–Writing in the TLS, critic and novelist DJ Taylor discusses one genre he discovered he enjoyed during his lockdown reading. He identifies this as the writer’s vagary:
What is the writer’s vagary? It is the solitary book in a well-known novelist’s oeuvre that deviates from a well-trodden path, the uncharacteristic or in some cases over-characteristic book, the exception that proves the rule, the occasion on which the talent in question takes it into their head to venture out on a limb. The master of drawing-room comedies who decides to write a three-act tragedy; the historical novelist who produces a book set in a psychiatric hospital in which all the characters are represented by letters of the Greek alphabet – it is in this questionable and hitherto untilled soil that the writer’s vagary takes root and burgeons.
Not that the burgeoning can ever be taken for granted. Publishers, naturally, hate them on the grounds that the paying public, used to one kind of book, are liable to become confused when a different kind turns up. […]
He then offers examples of three vagaries by leading writers:
Evelyn Waugh’s Helena (1950), which swaps the Mayfair charivari for a devotional novel set in the third century; Patrick Hamilton’s Impromptu in Moribundia (1939), a Marxist fable which bears no relation at all to the grimly naturalist Twenty Thousand Streets Under the Sky trilogy (1929–34) that had preceded it, or Graham Greene’s Lord Rochester’s Monkey (1974), a departure from the beaten track so pronounced that it had to wait nearly four-and-a-half decades for publication.
He returns to Waugh’s vagary in his conclusion: “Penguin Books, who with great fanfare reprinted each of Evelyn Waugh’s novels as paperbacks in the 1950s, quietly excluded Helena from the list.” But Waugh’s US publisher Little, Brown recognized a potential demand for the book and marketed it accordingly. In the US, where it was published simultaneously with the English hardback, it was reprinted 4 times in the first 5 months of sales and flirted with best-sellerdom. It had to wait until 1957 for a US paperback edition, but that was not uncommon in those days. Penguin finally got around to a UK paperback in 1963, and I think it has remained in print ever since. It was recently issued by OUP as Volume 11 of the Complete Works of Evelyn Waugh.
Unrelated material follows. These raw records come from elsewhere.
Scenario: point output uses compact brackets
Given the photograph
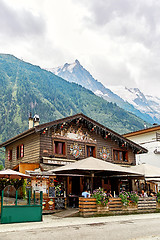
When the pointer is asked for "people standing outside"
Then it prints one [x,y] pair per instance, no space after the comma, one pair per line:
[143,194]
[85,193]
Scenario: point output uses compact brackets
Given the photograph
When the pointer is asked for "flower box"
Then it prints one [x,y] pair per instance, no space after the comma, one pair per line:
[102,209]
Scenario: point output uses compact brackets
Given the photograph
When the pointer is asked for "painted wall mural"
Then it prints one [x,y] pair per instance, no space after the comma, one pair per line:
[74,134]
[105,153]
[75,150]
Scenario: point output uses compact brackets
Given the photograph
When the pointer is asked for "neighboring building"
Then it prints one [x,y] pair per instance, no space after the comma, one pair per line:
[148,138]
[66,140]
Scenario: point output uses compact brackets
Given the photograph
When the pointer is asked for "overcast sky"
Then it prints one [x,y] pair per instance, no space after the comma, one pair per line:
[118,41]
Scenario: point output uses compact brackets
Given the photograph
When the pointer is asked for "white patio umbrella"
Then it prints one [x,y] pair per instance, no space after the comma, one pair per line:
[94,165]
[149,171]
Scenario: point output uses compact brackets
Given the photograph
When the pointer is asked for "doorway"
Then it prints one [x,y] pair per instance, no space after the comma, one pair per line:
[76,185]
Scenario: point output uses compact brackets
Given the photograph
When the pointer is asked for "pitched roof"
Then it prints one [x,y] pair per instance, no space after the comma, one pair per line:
[146,130]
[90,123]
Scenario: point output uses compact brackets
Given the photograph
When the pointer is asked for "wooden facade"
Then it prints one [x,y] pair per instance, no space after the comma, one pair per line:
[67,140]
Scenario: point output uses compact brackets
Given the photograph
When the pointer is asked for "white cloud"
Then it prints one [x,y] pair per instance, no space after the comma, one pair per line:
[116,40]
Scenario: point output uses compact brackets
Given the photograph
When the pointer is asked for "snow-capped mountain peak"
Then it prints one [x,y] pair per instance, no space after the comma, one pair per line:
[130,99]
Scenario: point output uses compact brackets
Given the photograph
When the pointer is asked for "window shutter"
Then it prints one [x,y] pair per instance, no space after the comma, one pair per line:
[64,149]
[17,152]
[22,150]
[8,155]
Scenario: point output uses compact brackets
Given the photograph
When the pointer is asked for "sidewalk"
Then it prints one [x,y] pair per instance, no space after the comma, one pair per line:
[51,221]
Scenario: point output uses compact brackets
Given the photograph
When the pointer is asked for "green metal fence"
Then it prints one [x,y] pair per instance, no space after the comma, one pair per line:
[17,213]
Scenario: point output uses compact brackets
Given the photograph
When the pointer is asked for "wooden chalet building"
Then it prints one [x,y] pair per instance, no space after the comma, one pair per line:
[67,140]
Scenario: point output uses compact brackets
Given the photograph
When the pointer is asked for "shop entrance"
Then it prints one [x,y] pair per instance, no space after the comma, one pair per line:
[76,185]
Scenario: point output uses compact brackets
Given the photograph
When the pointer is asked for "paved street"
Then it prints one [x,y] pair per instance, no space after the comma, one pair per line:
[131,227]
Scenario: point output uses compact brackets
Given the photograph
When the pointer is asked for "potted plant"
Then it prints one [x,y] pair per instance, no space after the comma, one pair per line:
[101,200]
Will Loxley’s first biography concerns the fortunes of Horizon magazine, the influential 1940s literary title that Cyril Connolly edited, George Orwell and Graham Greene contributed to and Evelyn Waugh vocally detested.
I think it is unfair to say that Waugh detested it. He was jealous of its (and its editor’s) popularity and made frequent satirical comments about them both in his letters and diaries. But in 1948, when the magazine’s future was in doubt, he let them print the complete text of The Loved One for the cost of his year’s subscription. He also on more than one occasion recognized its relative importance as a literary journal after its demise. Loxley’s book is mentioned in previous posts and will be reviewed in a future issue of Evelyn Waugh Studies.
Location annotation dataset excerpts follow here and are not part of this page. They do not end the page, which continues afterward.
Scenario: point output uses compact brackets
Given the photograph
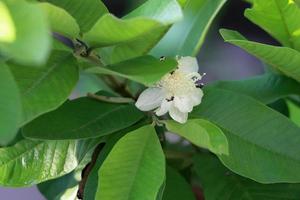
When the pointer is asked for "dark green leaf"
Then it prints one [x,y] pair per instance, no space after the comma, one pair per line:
[255,135]
[134,169]
[44,89]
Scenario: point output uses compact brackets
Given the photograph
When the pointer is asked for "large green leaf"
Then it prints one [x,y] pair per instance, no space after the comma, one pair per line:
[278,18]
[10,106]
[177,187]
[186,37]
[86,12]
[263,144]
[266,88]
[134,169]
[60,21]
[201,133]
[221,184]
[44,89]
[27,39]
[30,162]
[284,59]
[82,118]
[146,69]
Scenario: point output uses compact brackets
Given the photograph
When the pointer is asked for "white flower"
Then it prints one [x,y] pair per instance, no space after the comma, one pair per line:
[177,92]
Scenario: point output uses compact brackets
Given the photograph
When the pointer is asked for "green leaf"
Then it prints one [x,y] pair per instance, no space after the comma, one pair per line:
[255,132]
[60,21]
[10,106]
[185,38]
[146,69]
[86,12]
[177,187]
[201,133]
[218,182]
[134,169]
[46,88]
[27,39]
[277,17]
[82,118]
[266,88]
[31,162]
[284,59]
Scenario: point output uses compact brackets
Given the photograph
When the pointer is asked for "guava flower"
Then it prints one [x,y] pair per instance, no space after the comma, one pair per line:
[177,92]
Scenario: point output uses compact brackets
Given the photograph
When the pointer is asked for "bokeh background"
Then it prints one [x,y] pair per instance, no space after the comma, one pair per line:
[219,60]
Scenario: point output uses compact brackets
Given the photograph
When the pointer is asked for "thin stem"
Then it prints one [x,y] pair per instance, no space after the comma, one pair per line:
[110,99]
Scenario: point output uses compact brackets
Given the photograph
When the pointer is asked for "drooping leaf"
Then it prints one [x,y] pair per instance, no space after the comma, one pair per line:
[86,12]
[255,135]
[177,187]
[134,169]
[60,20]
[265,88]
[44,89]
[284,59]
[278,18]
[201,133]
[186,37]
[219,183]
[82,118]
[10,106]
[146,69]
[27,39]
[30,162]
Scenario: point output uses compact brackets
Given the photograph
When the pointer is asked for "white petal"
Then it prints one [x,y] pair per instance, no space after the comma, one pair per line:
[188,64]
[150,98]
[164,108]
[196,96]
[183,103]
[177,115]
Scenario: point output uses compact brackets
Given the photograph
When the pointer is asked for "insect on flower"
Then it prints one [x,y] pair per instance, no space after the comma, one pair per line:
[176,93]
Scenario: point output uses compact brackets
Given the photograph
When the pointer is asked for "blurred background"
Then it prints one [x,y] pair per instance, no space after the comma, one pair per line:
[219,60]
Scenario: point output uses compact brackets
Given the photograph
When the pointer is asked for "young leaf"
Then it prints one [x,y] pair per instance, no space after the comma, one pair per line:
[201,133]
[27,39]
[218,182]
[176,187]
[31,162]
[60,20]
[134,169]
[44,89]
[284,59]
[146,69]
[86,12]
[82,118]
[266,88]
[255,135]
[278,18]
[186,37]
[10,106]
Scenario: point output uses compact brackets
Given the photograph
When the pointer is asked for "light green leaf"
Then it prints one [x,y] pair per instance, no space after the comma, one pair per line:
[27,38]
[186,37]
[255,135]
[82,118]
[46,88]
[134,169]
[60,20]
[284,59]
[30,162]
[177,187]
[146,69]
[10,106]
[201,133]
[86,12]
[277,17]
[266,88]
[219,183]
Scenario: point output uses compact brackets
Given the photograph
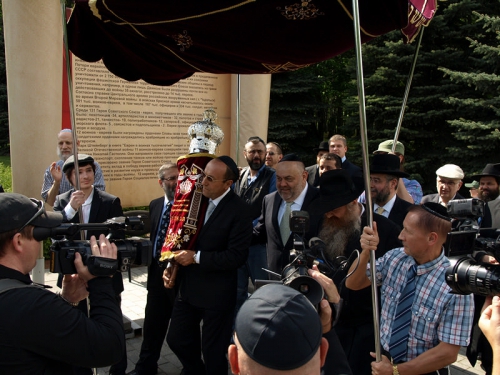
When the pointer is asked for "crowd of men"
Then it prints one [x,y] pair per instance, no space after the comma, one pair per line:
[248,236]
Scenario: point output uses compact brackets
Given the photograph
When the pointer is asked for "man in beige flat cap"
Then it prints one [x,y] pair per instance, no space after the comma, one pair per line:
[449,181]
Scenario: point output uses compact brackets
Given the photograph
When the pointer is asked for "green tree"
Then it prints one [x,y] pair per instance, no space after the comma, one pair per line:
[478,125]
[426,131]
[307,105]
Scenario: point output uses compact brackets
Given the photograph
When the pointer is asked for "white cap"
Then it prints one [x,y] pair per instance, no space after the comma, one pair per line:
[450,171]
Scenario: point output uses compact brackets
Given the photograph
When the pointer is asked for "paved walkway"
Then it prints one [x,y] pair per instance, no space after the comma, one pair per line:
[134,302]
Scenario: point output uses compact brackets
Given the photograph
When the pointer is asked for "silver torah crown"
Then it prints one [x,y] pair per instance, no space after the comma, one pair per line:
[205,135]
–A new Netflix film, The Last Letter from Your Lover, has been widely mentioned as containing a plot device based on the film characters’ referring to each other by names of characters in Waugh’s novel Scoop. Here is an excerpt from the Los Angeles Times:
Fittingly for a movie awash in lovely penmanship, “The Last Letter From Your Lover” announces its writerly trappings at the outset. It begins with a quote from “A Farewell to Arms” and then, a short time later, finds two of its characters sparring over Evelyn Waugh’s “Scoop.” The literary references, perfunctory and obvious though they may be, do their part to signal the kind of movie we’re watching: a forbidden romance set against the hustling-and-bustling world of the British press.
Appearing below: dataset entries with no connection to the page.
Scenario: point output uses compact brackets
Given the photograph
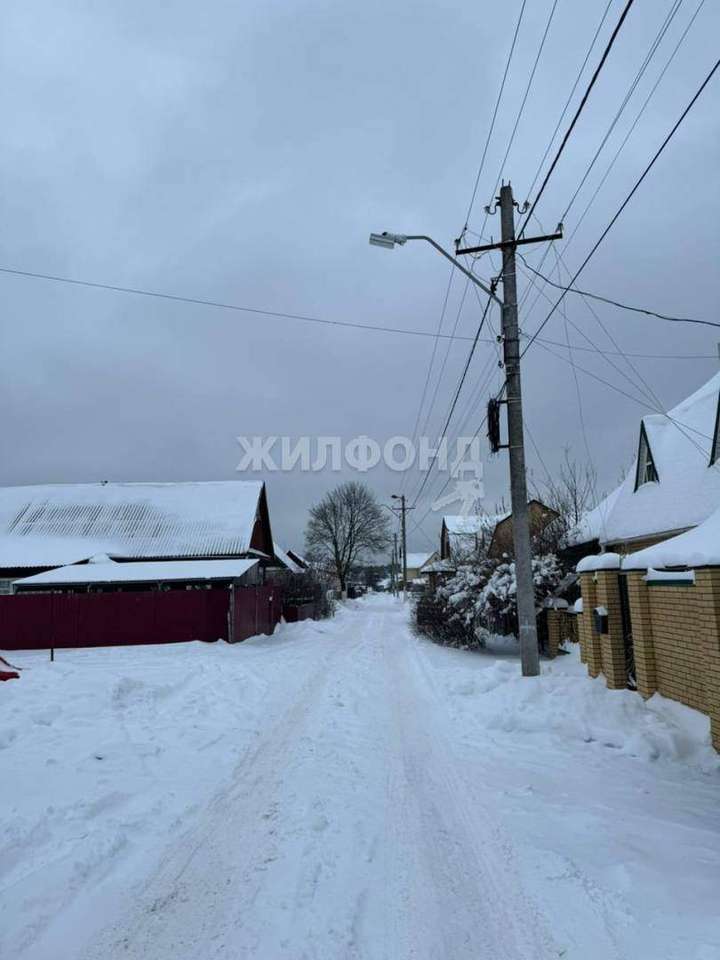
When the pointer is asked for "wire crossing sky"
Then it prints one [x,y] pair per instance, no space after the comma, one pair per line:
[239,155]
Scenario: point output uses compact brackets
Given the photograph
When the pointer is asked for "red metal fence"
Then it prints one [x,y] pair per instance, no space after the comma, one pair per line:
[256,610]
[305,611]
[44,620]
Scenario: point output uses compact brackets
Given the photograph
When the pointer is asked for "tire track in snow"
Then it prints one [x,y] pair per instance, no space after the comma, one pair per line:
[180,911]
[479,907]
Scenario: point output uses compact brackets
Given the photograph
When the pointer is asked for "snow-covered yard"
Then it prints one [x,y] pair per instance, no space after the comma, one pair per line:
[345,790]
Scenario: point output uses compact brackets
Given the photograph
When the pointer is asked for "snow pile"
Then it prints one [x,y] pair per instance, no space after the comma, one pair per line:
[127,744]
[564,703]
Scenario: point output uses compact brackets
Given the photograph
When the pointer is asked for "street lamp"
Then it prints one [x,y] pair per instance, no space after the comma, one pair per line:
[388,240]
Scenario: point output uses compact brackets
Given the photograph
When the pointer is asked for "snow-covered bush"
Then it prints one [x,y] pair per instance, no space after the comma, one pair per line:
[449,616]
[480,599]
[496,605]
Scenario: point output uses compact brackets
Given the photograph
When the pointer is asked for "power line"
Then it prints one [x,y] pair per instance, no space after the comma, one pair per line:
[570,96]
[635,122]
[635,356]
[627,199]
[616,303]
[457,391]
[522,106]
[222,305]
[452,269]
[626,99]
[620,149]
[579,110]
[507,152]
[495,111]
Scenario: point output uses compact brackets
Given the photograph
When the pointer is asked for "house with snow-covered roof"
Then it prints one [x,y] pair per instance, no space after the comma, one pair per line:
[43,527]
[673,485]
[491,535]
[650,615]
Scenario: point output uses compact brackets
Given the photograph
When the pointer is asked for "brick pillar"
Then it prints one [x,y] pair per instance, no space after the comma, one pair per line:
[579,635]
[553,623]
[641,624]
[589,640]
[707,585]
[612,644]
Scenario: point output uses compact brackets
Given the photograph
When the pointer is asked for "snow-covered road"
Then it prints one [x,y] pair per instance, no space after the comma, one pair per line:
[370,810]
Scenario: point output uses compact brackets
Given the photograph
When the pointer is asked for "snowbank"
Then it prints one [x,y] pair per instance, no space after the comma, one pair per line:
[564,703]
[109,751]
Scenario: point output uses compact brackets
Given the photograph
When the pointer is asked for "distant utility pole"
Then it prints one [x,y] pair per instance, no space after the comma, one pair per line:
[393,568]
[516,440]
[403,510]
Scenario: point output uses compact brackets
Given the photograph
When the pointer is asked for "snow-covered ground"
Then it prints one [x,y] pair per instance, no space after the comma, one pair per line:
[345,790]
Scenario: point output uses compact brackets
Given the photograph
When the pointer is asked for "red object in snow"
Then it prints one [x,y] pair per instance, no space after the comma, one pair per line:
[10,674]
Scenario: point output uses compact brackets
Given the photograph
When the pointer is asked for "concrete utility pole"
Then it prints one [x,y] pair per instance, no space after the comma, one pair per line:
[516,443]
[403,508]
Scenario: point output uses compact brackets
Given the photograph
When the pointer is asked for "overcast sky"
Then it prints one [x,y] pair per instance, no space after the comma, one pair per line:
[243,151]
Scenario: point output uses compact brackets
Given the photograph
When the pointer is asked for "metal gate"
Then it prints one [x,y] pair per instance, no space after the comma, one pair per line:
[627,633]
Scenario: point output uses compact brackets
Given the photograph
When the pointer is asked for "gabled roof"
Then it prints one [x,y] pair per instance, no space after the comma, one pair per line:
[286,560]
[688,487]
[148,571]
[54,524]
[699,547]
[472,525]
[417,560]
[593,524]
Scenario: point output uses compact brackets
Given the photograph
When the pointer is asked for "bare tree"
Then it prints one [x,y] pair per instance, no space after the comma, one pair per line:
[571,495]
[344,527]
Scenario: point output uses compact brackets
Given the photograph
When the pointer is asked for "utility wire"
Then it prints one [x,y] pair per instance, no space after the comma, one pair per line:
[617,154]
[457,391]
[495,111]
[570,96]
[627,199]
[219,304]
[634,123]
[626,99]
[579,110]
[616,303]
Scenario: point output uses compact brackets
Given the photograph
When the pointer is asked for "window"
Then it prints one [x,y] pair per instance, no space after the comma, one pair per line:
[646,472]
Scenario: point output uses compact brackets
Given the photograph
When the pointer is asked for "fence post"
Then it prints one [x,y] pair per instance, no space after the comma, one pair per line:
[612,643]
[707,583]
[643,643]
[553,625]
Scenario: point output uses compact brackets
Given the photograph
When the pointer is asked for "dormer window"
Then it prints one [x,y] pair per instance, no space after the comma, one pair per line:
[646,472]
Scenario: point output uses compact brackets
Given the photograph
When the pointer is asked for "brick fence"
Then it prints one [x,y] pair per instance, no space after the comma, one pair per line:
[672,633]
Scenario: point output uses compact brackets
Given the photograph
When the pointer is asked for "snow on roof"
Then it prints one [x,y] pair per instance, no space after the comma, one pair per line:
[688,487]
[285,559]
[699,547]
[63,523]
[144,571]
[416,560]
[473,524]
[593,524]
[599,561]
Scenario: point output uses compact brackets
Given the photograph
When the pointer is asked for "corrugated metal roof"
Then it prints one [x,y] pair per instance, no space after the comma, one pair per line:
[147,571]
[62,523]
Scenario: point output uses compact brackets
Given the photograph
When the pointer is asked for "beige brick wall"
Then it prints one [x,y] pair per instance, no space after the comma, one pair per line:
[676,616]
[676,638]
[589,640]
[611,643]
[641,621]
–A recent issue of the Italian online religious literary journal Radio Spada contains a review of Waugh’s novella Love Among the Ruins. This is published in Italian as “Amore tra le rovine”. Here’s is a translation of excerpts from the review’s concluding paragraphs:
The result, as we said, is an absurd pastiche , almost a freak show characterized by irrational characters and even more unthinkable situations. Miles Plastic, emblem of the “Modern Man”, product of that “Progress” that makes the members of the government so proud, is just a disillusioned poor man who vents his nothing by incinerating everything, even himself. […] More generally, in Love among the ruins everything is marked by the same destiny of decadence, so much so that even Mountjoy Castle, unlike the other stately mansions that appear in Waugh’s works, emblems of a golden age unfortunately disappeared, is reduced to a delinquent resort (Mountjoy, by the way, is the name of the Dublin prison).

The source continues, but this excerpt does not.